Officials maintained that Amman, who was freed from prison after serving more than half of his three years and four months jail term, was under special monitoring by police as he was deemed sufficiently high risk. Footages from the incident see cops in plain clothes, arriving at the scene in the shortest possible time and firing five gunshots and killing Amman, who was positioned outside a branch of the chemist Boots.
Just as soon as the news of the incident surfaced followed by the news of Amman’s death; questions were directed at how the freed terrorist was successful in carrying out the vicious deed soon after his release, despite being under stringent police scrutiny. Addressing the same, a Whitehall official stated: “He was under surveillance, that is what allowed police to do their job so quickly. It could have been much worse than it was.” The official added, “There had been concerns when he was in prison but there were no powers for any authority to keep him behind bars.”
Amman, who seemed to have a strange obsession with “dying a martyr” also seemed to have developed a “fierce interest in violence and martyrdom.” “His fascination with dying in the name of terrorism was clear in a notepad we recovered from his home. Amman had scrawled his ‘life goals’ in the notepad and top of the list, above family activities, was dying a martyr and going to ‘Jannah’ – the afterlife,” maintained Acting Commander Alexis Boon, then head of the Metropolitan Police counter-terrorism command, when the then-18-year-old Amman was jailed.
Amid a further probe into the exchange of messages during his tenure in jail, it came to light that Amman who pledged allegiance to Islamic State often coaxed his girlfriend to carry out similar acts—whatever seemed possible in her capacity.

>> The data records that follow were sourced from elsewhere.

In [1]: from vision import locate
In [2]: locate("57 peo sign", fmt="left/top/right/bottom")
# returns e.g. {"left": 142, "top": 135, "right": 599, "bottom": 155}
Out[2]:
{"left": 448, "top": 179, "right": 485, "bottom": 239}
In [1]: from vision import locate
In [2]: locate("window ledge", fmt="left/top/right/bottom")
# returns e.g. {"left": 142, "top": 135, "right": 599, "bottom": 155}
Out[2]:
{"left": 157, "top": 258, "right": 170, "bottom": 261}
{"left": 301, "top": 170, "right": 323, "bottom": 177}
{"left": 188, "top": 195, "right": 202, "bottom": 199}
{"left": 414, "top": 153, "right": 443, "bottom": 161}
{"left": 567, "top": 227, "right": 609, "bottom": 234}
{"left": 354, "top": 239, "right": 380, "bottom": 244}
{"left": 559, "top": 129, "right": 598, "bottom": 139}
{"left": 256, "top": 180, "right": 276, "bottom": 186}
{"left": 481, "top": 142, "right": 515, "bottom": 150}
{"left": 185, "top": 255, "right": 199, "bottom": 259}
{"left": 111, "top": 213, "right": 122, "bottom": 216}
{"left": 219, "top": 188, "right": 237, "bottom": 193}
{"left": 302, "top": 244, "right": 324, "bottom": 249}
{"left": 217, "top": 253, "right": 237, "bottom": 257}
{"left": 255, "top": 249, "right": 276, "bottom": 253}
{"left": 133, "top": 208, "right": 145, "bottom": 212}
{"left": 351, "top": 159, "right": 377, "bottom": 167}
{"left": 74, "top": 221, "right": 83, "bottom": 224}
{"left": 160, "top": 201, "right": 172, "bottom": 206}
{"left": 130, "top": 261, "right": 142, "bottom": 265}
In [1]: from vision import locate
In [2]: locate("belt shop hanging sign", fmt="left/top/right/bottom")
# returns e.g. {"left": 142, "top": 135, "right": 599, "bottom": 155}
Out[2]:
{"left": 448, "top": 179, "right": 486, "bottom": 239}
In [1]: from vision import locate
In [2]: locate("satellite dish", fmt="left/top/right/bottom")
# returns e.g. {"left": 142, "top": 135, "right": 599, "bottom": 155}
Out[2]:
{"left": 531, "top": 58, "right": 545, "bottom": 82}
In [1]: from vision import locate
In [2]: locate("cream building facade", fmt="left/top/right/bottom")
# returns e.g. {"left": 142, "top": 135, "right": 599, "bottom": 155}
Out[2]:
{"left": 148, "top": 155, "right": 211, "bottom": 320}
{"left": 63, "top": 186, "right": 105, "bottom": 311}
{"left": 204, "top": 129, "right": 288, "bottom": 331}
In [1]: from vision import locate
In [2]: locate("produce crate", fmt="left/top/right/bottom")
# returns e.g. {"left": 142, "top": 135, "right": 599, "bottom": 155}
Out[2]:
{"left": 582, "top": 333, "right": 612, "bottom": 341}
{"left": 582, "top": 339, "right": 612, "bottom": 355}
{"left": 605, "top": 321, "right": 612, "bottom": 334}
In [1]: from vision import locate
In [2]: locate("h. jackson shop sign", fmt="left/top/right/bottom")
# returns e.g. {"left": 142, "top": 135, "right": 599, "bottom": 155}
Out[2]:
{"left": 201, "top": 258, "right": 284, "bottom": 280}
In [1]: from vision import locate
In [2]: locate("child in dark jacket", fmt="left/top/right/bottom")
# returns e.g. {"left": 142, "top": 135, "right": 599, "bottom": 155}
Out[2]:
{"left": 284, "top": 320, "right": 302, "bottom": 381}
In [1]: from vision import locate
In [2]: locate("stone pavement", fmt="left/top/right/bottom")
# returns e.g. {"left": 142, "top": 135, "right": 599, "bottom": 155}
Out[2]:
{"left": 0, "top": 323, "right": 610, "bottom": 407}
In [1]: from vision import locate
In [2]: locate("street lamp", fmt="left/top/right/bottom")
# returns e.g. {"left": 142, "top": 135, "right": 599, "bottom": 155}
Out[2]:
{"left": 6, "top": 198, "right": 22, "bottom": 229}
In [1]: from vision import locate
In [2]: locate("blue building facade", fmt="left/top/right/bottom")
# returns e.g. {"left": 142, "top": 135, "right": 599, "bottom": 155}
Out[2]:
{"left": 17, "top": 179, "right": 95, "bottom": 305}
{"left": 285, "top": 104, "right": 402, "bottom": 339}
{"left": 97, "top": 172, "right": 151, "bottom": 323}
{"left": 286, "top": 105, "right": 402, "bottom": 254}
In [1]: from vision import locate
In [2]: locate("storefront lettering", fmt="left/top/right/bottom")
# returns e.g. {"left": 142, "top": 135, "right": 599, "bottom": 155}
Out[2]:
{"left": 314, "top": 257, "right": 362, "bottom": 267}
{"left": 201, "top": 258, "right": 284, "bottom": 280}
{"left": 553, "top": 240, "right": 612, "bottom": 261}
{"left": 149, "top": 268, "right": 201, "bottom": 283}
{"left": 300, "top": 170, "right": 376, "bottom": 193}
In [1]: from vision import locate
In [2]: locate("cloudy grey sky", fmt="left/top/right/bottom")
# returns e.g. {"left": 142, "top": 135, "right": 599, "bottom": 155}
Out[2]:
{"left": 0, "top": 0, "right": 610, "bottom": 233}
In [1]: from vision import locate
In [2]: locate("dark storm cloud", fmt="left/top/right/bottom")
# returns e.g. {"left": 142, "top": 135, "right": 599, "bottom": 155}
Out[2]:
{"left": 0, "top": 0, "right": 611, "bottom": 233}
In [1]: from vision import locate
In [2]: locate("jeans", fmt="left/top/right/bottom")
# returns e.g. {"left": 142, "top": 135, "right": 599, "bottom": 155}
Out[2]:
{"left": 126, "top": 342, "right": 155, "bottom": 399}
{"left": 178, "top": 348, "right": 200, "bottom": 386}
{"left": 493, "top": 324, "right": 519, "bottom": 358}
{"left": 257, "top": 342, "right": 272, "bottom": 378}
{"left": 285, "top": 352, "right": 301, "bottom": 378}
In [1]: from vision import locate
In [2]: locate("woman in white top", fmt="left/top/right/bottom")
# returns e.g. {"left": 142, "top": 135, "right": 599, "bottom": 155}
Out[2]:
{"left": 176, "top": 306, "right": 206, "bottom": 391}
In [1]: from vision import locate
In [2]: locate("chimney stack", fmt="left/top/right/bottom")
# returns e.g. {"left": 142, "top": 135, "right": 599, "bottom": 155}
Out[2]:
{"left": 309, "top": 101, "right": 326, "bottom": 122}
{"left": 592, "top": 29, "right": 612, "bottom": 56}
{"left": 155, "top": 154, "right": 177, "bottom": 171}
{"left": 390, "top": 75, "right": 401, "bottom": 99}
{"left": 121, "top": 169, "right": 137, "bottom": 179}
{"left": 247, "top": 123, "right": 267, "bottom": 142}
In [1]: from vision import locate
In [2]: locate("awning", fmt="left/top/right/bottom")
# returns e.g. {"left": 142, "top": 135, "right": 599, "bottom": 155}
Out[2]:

As per a media outlet, he wrote to her: “If you can’t make a bomb because family, friends or spies are watching or suspecting you, take a knife, Molotov, sound bombs or a car at night and attack …”
The incident comes in after a span of three months in the British Capital after terrorist prisoner Usman Khan carried out a similar attack in the London Bridge terror attack in late November.
The attack is stated to have prompted an incisive debate about sentencing for terrorists. After an emergency meeting in Downing Street with Priti Patel, the home secretary, and senior police officers, Boris Johnson said: “[On Monday] we will announce further plans for fundamental changes to the system for dealing with those convicted of terrorism offenses.”